Can There Be Negative Effects from Meditation?
When Meditation Isn’t Calming!
Negative effects from meditation are not all that uncommon. In a 1992 study, Dean Shapiro, Ph.D., associate professor of psychiatry and human behaviour at UCLA, Irvine, followed 27 people who attended a two-week meditation retreat. During meditation, 17 (62%) reported at least one adverse effect: fear, anxiety, confusion, depression or self-doubt.
Several other studies have shown similar findings, and in most it was the experienced meditators, not the beginners, who reported the most problems.
How could something that is supposed to minimize negative emotions cause them? Meditation experts point to several explanations...

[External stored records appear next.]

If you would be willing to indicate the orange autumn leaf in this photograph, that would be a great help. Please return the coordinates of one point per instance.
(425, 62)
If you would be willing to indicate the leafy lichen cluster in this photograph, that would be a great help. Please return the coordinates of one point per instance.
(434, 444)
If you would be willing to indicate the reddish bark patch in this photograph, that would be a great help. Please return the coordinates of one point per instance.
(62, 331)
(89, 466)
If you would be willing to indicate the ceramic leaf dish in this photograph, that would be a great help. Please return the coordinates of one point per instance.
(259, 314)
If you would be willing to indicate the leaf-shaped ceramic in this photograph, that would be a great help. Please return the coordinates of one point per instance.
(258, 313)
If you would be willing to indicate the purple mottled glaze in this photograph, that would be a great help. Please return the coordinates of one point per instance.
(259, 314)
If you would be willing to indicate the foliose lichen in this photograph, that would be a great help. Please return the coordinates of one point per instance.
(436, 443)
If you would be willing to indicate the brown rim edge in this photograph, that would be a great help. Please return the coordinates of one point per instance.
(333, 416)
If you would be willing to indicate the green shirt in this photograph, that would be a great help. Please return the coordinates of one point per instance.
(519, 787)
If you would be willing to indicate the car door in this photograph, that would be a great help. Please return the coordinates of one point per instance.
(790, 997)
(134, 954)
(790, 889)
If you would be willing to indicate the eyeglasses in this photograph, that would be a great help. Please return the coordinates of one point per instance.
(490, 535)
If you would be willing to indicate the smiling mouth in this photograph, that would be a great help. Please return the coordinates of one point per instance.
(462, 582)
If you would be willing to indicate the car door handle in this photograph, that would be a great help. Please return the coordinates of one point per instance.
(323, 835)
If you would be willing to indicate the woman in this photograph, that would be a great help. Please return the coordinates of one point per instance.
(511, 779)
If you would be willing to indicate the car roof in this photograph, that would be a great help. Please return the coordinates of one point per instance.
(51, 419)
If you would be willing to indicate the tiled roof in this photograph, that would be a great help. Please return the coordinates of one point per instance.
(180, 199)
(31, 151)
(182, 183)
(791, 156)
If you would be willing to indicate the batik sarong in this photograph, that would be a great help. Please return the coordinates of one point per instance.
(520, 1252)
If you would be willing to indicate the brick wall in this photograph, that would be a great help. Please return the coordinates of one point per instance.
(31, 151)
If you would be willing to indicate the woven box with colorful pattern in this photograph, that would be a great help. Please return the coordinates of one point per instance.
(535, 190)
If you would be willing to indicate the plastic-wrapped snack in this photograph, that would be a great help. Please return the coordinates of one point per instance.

First, some people have felt so stressed for so long that they are unfamiliar with deep relaxation and therefore feel threatened by it.
According to Patricia Carrington, Ph.D., a meditation researcher and author of Freedom in Meditation, meditators are most likely to experience the downside of this relaxation technique during the first ten minutes of a meditation session, when they are unwinding into a state of deep relaxation. The unwinding process is not always smooth, she notes. Sometimes jarring thoughts or feelings pop up.
But occasional “side effects” of meditation are no reason to stop doing it, Dr. Carrington says. If you begin to feel that the negative effects from meditation outweigh the benefits for you, switch to another stress management activity, such as walking, tai chi or yoga. And then try meditation when you are generally more relaxed!